2. Green Room - Vanyel Harkema
Director Jeremy Saulnier has a firm grasp on making mean spirited indie films that cut his audience to the core. Much like his Blue Ruin, he pushes all the right buttons, driving us to the edge of insanity. Green Room ended up being a very important film for me this year. Aside from it being a stand out thriller with an amazing white-knuckled, slow burn pace. I connected quite a bit with the main characters, each scrappy punk as like-able, charming, and competent as they ever could be, particularly Anton Yelchin’s character. As always, he brought his quirky A-game to the production, and seeing his name on the movie poster turned the film into an instant must see for myself. I found that he played incredibly well off of Imogen Poots and Sir Patrick Stewart. I just wish it wasn’t the last leading role of my favorite up and coming actor. At the end of the year, this film still stands out from the many other thrillers and horror films produced. The action and gore is visceral, the situation is more than plausible, overall it’s a wonderfully grounded piece of tense cinema.
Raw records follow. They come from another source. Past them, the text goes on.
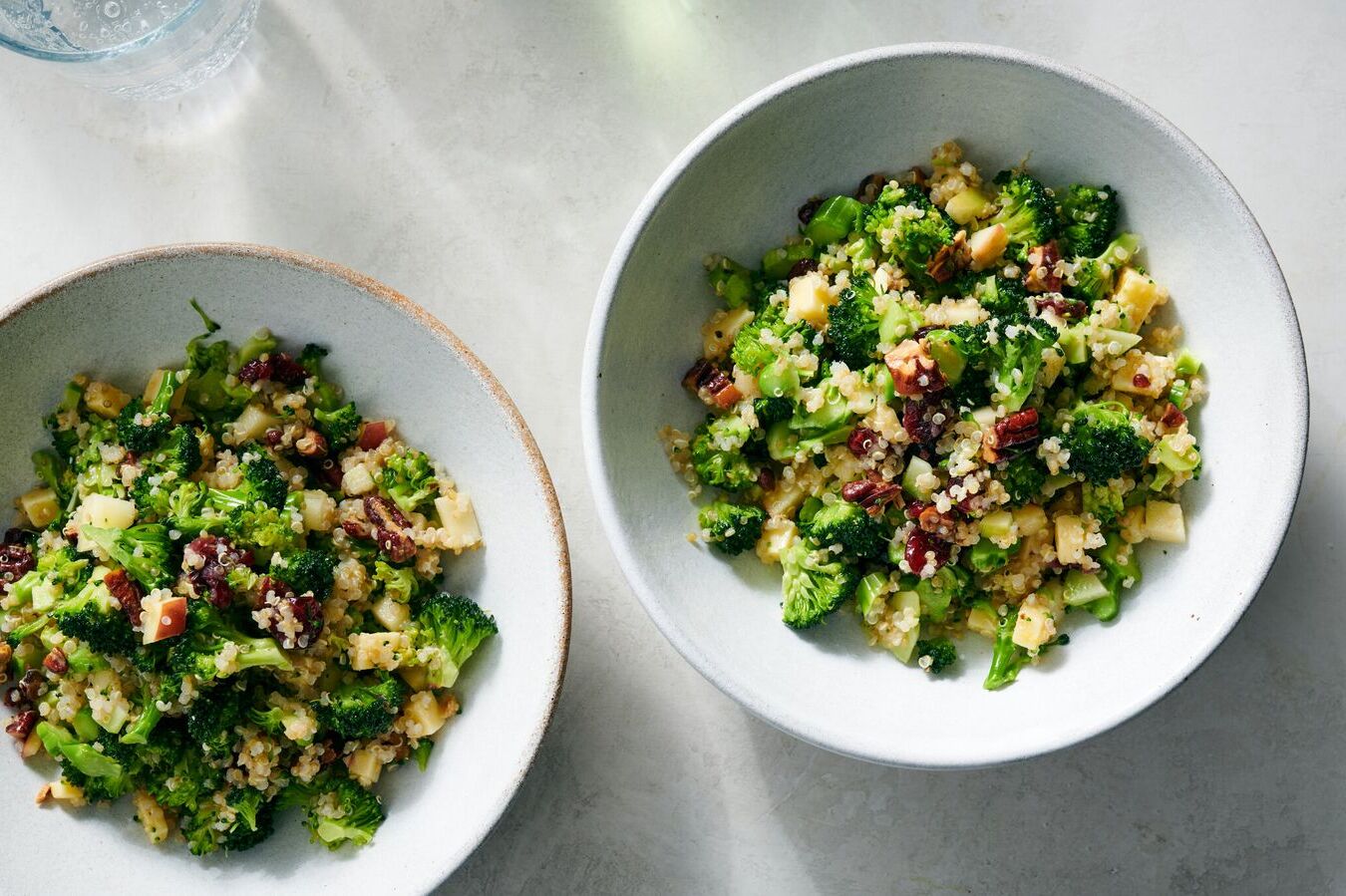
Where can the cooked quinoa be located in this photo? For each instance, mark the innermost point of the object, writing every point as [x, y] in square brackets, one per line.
[222, 599]
[946, 404]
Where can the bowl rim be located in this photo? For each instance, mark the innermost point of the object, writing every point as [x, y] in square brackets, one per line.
[450, 861]
[606, 499]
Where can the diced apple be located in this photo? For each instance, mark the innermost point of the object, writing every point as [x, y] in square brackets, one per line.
[1070, 539]
[1137, 295]
[719, 331]
[105, 400]
[253, 423]
[810, 300]
[987, 245]
[1165, 522]
[39, 506]
[164, 616]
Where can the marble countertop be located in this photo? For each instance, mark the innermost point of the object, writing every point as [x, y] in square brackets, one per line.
[482, 157]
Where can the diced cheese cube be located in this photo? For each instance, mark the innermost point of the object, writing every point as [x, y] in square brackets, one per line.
[719, 331]
[1137, 295]
[458, 518]
[1165, 522]
[105, 400]
[164, 615]
[1070, 539]
[253, 423]
[39, 506]
[1033, 627]
[810, 300]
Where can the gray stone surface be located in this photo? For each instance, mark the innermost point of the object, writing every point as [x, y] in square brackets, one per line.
[484, 157]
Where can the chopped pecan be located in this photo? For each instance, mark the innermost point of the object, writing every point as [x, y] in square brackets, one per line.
[22, 724]
[949, 258]
[391, 527]
[1011, 437]
[311, 445]
[914, 372]
[922, 550]
[127, 592]
[1042, 268]
[711, 385]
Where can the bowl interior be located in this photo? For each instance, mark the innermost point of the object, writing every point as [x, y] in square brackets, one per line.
[123, 320]
[737, 191]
1. Moonlight - Michelle Kisner
Every once in a while there comes a film that completely envelops me and allows me to enter the mindset of a radically different individual. I forget about camera work, lighting, editing, and cinematography and just live in another world for ninety minutes. Moonlight is not just a cinematic experience, it's a revelation and an affirmation of love and life. One of the hallmarks of great writing and directing is the ability for a film to make an audience member empathize with a character that they do not have anything in common with. While their lifestyle may be alien to them, things like suffering, fear, regret, compassion, and love are all things that the human race experiences in solidarity regardless of where they come from. Moonlight is important because it highlights an often unspoken facet of the black community, one that is openly negative towards gay individuals—especially males. The look of this film is sumptuous and somewhat mellow. I loved the camera work as it feels like its own entity, swirling around in circles or cropping up in unusual angles. The lighting and the color use is masterful with stark contrast between the bright white concrete ghetto and the soft pastel lights of the more intimate moments. Director Barry Jenkins was able to coax amazing performances out of all three actors that portrayed the main protagonist Chiron. This is one of the must see movies of 2016.